The Burroughs family of ranchers and farmers has made a discovery.
"We call it management-intensive grazing," said Ward Burroughs, co-owner of Burroughs Family Farms. "It leads to the building up of soil. The opposite of losing topsoil is the building of soil."
Ward and his family graze their cows on organically grown grass instead of giving them corn-based feed. That improves the health of the soil as well as the animals, he said.
And that's one reason why the family was recently recognized in a statewide competition for their multi-generational organic family farm in northern Merced County.
The competitive Leopold Conservation Award celebrates those people "dedicated to land ethic," said Kevin Kiley, director of communications for Sand County Foundation, a national nonprofit that partners with organizations in eight states around the country to present the prize. "They're people who want to see their land and natural resources continue for the next generation. They're dedicated to caring for natural resources that are a benefit to everyone. And they do that alongside a sustainable agricultural operation."
Finalists for the Leo-pold Award are chosen by a group of judges composed of public and private agencies dedicated to conservation. The criteria for the award include overall land health, community outreach and innovation.
While Burroughs and his family didn't win the $10,000 first-place prize, they were proud to be one of three finalists in California.
"Being nominated is an honor in itself," said Rose Burroughs, Wade's wife. "And we're very proud of our family operation. We're pleased to share our story of our family farming legacy. I'm so proud of what the farm is doing because we're not only acting as responsible stewards of the land but also preparing the future for good health through a holistic approach through farming."
The Burroughs family farm is a third-generation business on more than 4,400 acres of land outside Denair. Over the last eight years, they have been steadily transitioning their operation to meet certified organic standards.
Ward said he and his wife started getting interested in organics because they wanted to feed their family healthier food but found it hard to avoid processed goods. That was more than a decade ago. "It's a family deal," he said. "Rosie was the first one to really recognize it.
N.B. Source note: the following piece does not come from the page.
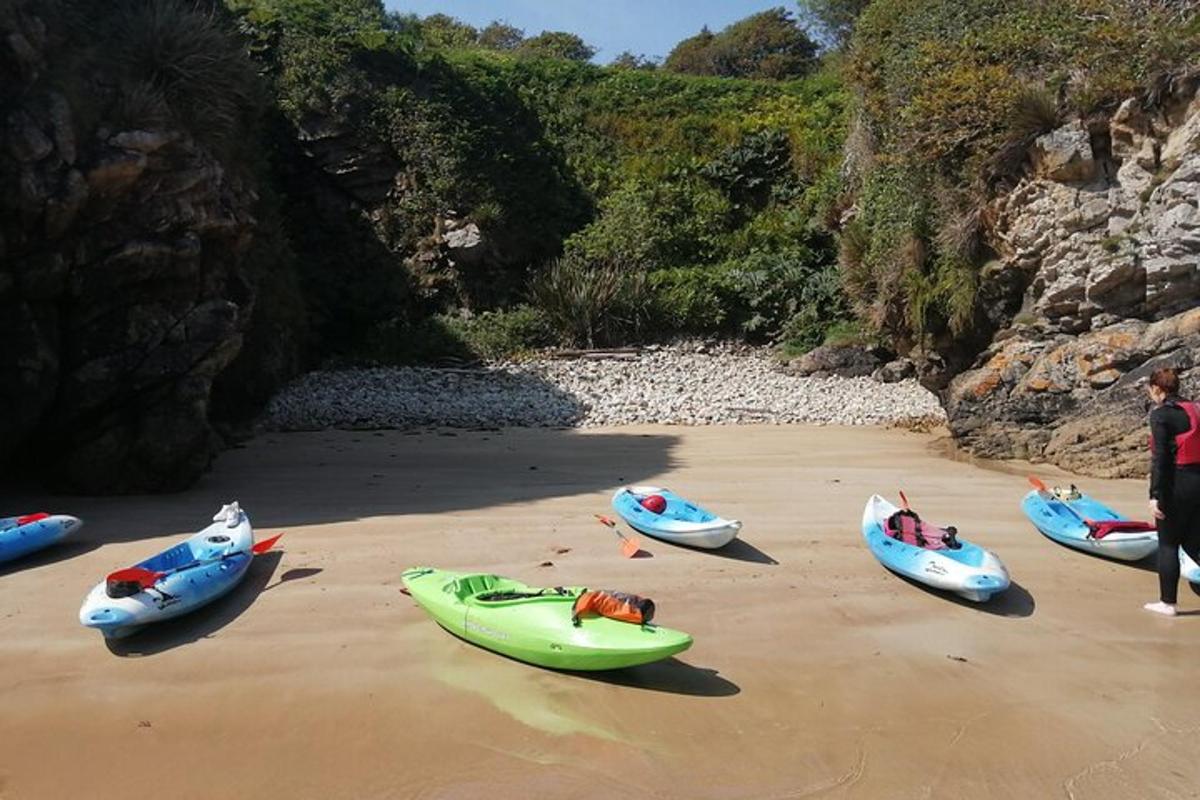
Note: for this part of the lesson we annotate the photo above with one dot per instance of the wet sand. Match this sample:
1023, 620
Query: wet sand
815, 672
I was a conventional farmer -- all I knew was to do what everyone else was doing."
Today, the family has organic operations producing dairy goods, eggs, chickens, turkeys, beef, olives and almonds. The family also started an organic garden to feed themselves and their employees. They run five solar arrays that provide 80 percent of the power to irrigate their orchards.
"We don't do it to get recognized," said Ward. "We do it because we think it's the right thing to do. It's taking this land and making it better. That's what it's all about."